Ultrabroadband terahertz time-domain spectroscopy using III-V photoconductive membranes on silicon

Electromagnetic waves in the terahertz (THz) frequency range are widely used in spectroscopy, imaging and sensing. However, commercial, table-top systems covering the entire frequency range from 100 GHz to 10 THz are not available today. Fiber-coupled spectrometers, which employ photoconductive antennas as emitters and receivers, show a bandwidth limited to 6.5 THz and some suffer from spectral artifacts above 4 THz. For these systems, we identify THz absorption in the polar substrate of the photoconductive antenna as the main reason for these limitations. To overcome them, we developed photoconductive membrane (PCM) antennas, which consist of a 1.2 mu m-thin InGaAs layer bonded on a Si substrate. These antennas combine efficient THz generation and detection in InGaAs with absorption-free THz transmission through a Si substrate. With these devices, we demonstrate a fiber-coupled THz spectrometer with a total bandwidth of 10 THz and an artifact-free spectrum up to 6 THz. The PCM antennas present a promising path toward fiber-coupled, ultrabroadband THz spectrometers. (C) 2022 Optica Publishing Group under the terms of the Optica Open Access Publishing Agreement

Automated summary

Electromagnetic waves in the terahertz (THz) frequency range are widely used in spectroscopy, imaging, and sensing. However, there is currently no commercial, table-top system available that covers the entire frequency range from 100 GHz to 10 THz.

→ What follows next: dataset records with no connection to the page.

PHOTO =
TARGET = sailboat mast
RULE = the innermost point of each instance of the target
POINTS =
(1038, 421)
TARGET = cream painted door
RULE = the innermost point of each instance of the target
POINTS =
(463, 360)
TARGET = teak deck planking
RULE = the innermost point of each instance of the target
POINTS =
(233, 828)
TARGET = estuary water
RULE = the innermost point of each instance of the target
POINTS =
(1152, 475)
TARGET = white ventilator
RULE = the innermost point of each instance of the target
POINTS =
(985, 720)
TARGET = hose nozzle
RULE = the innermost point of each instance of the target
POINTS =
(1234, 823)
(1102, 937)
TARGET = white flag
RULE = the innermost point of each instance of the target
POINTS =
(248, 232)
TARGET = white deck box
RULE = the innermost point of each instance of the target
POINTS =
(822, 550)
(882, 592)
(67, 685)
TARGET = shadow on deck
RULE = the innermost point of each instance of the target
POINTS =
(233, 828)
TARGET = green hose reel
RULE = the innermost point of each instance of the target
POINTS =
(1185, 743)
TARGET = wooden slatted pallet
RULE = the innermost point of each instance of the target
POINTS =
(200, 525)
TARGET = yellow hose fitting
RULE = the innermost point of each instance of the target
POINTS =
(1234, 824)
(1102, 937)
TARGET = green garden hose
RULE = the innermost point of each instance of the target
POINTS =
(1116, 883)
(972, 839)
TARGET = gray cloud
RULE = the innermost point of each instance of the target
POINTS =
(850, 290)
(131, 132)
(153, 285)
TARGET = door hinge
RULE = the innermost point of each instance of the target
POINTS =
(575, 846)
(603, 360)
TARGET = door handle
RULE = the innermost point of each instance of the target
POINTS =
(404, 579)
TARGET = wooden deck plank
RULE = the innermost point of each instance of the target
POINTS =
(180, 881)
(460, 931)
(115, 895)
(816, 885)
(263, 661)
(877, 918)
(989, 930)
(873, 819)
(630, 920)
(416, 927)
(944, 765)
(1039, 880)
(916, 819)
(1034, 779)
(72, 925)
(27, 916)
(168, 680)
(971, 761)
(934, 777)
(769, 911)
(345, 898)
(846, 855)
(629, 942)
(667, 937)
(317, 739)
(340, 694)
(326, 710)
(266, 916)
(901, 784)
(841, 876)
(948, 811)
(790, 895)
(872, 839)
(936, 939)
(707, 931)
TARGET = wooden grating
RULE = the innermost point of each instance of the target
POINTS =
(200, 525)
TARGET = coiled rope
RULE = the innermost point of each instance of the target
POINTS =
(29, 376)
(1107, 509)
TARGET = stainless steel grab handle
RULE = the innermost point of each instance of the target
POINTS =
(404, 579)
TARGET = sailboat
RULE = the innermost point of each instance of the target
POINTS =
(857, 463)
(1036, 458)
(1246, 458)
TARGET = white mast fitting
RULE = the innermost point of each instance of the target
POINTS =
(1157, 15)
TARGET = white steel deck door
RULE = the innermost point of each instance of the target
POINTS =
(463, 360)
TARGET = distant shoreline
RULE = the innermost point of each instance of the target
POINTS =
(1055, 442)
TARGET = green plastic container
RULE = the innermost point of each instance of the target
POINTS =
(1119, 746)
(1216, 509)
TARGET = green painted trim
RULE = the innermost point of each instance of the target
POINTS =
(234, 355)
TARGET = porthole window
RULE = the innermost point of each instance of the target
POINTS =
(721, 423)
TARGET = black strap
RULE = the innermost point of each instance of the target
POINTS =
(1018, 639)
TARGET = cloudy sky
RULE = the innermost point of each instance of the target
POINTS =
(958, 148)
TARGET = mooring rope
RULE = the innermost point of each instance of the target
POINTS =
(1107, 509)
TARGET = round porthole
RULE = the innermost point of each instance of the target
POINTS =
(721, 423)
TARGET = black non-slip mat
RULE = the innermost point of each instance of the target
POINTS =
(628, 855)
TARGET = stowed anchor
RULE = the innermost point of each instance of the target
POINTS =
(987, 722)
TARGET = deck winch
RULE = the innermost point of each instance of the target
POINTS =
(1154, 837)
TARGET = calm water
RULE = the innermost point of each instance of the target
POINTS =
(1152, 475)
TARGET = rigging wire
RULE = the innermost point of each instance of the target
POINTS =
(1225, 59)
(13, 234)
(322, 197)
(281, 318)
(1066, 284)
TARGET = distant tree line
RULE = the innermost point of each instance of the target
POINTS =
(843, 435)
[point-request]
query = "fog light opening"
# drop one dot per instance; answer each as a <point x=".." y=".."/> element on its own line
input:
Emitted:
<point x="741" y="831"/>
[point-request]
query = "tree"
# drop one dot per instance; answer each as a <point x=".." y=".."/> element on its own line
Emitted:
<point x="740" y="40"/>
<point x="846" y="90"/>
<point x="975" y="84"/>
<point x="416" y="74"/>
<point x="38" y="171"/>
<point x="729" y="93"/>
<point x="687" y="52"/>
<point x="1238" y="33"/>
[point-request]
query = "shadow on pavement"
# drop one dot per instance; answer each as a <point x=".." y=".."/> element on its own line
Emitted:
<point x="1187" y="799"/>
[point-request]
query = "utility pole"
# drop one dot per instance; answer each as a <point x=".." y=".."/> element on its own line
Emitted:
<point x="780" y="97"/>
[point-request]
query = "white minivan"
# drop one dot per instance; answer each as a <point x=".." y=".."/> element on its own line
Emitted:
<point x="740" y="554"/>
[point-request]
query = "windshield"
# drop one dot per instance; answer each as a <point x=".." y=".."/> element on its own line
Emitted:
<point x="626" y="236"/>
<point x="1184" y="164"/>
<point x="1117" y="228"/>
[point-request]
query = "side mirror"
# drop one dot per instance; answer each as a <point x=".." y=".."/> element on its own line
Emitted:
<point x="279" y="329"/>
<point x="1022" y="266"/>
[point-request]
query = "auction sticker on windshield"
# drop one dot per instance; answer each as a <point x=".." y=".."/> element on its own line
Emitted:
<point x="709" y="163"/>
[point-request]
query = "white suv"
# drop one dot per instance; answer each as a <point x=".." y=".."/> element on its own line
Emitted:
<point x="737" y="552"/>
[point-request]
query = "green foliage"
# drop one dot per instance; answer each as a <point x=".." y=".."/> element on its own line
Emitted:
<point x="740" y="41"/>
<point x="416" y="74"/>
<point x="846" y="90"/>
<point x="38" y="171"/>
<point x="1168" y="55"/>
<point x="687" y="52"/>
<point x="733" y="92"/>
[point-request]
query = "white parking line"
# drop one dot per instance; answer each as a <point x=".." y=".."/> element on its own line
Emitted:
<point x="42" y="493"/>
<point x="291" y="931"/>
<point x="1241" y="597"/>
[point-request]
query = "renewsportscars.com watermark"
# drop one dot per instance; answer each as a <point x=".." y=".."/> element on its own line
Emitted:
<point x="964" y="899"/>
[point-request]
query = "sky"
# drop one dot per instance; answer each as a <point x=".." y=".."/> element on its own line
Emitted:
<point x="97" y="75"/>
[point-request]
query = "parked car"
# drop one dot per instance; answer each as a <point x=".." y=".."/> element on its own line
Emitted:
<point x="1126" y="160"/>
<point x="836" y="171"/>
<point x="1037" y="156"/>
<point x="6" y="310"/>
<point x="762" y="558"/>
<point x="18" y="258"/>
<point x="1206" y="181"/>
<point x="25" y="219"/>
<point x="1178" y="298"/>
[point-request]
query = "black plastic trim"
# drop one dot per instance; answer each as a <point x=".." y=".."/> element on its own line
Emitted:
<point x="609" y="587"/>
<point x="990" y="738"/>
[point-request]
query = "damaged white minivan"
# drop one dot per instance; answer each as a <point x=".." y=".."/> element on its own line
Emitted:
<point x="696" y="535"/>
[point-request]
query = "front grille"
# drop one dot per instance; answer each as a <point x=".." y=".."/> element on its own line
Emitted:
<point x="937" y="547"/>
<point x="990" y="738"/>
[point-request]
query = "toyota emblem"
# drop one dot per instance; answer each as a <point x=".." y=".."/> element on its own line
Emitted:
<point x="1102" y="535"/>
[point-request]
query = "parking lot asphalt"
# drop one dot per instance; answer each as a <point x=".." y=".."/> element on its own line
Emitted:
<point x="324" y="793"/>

Fiber-coupled spectrometers that use photoconductive antennas as emitters and receivers have a bandwidth limited to 6.5 THz, and some suffer from spectral artifacts above 4 THz. The main reason for these limitations is identified as THz absorption in the polar substrate of the photoconductive antenna. To overcome these limitations, the researchers developed photoconductive membrane (PCM) antennas, which consist of a 1.2 μm-thin InGaAs layer bonded on a Si substrate. These antennas combine efficient THz generation and detection in InGaAs with absorption-free THz transmission through a Si substrate. With these devices, they demonstrated a fiber-coupled THz spectrometer with a total bandwidth of 10 THz and an artifact-free spectrum up to 6 THz. The PCM antennas present a promising path toward fiber-coupled, ultrabroadband THz spectrometers.